Paz, Soberania e Desenvolvimento na América Latina

O Conselho Português para a Paz e a Cooperação (CPPC) realizou no final da tarde desta terça-feira, na Universidade Popular do Porto, mais uma sessão subordinada ao tema "Paz, Soberania e Desenvolvimento na América Latina". Emparceirando na mesa, moderada pela presidente do CPPC, Ilda Figueiredo, com o professor Henrique Borges, velho militante da causa da paz, com Moara Crivelente, da direcção executiva do CEBREPAZ, e com Rafael Reis, do Núcleo do PT em Portugal, participei como segue.

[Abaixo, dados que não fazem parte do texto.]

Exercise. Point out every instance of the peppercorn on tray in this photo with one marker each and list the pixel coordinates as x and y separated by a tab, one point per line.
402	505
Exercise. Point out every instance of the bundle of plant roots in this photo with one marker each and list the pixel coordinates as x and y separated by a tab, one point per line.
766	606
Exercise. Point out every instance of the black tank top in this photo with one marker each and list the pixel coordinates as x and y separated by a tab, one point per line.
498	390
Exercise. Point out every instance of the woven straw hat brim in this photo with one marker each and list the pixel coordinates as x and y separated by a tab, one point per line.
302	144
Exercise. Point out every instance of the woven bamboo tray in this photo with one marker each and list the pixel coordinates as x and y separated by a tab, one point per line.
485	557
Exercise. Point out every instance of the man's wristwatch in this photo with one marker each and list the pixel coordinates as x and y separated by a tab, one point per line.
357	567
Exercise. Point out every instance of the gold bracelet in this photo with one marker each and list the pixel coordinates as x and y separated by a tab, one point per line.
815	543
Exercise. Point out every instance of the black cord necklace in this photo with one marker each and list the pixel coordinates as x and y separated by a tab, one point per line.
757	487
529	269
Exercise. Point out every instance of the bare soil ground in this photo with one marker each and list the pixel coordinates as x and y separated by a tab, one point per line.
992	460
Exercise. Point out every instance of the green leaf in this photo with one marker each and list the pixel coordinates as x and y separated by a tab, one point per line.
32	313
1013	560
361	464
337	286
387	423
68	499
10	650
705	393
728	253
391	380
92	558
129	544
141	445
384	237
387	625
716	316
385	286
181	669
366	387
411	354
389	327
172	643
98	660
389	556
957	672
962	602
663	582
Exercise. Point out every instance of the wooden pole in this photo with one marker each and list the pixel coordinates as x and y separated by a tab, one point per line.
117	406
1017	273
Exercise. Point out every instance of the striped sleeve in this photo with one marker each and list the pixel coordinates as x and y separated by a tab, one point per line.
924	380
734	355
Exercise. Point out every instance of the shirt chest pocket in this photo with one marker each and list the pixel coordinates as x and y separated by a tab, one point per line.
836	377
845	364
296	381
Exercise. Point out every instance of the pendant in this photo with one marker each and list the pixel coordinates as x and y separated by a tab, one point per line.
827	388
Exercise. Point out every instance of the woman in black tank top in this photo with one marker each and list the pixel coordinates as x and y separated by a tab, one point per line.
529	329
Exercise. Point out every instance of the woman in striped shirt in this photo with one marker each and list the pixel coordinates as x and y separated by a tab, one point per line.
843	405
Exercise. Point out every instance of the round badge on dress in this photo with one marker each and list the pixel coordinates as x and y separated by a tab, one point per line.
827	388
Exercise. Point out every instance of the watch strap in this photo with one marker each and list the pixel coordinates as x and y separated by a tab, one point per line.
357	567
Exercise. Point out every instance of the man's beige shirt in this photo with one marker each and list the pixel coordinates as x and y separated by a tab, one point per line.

Uma saudação a todos os amigos que aqui estão e um agradecimento ao CPPC por mais este amável convite.

Nesta sessão, proponho-me fazer uma modesta reflexão sobre a presença da América Latina nos media portugueses e sobre a actualidade da tenebrosa Doutrina Monroe, enunciada há 200 anos.

 

Reflexão sobre presença ausente da América Latina nos jornais

Na América Latina e nas Caraíbas vivem 662 milhões de pessoas, isto é, 8,2% da população do Planeta. Cheia de contradições, a região possui um potencial económico enorme, e só o MERCOSUL corresponde à quinta economia mundial, mas está ainda nos lugares cimeiros das desigualdades no Mundo, com a pobreza a situar-se ainda nos 32,3% da população em 2021 e a pobreza extrema nos 12,9%, segundo dados das Nações Unidas[1].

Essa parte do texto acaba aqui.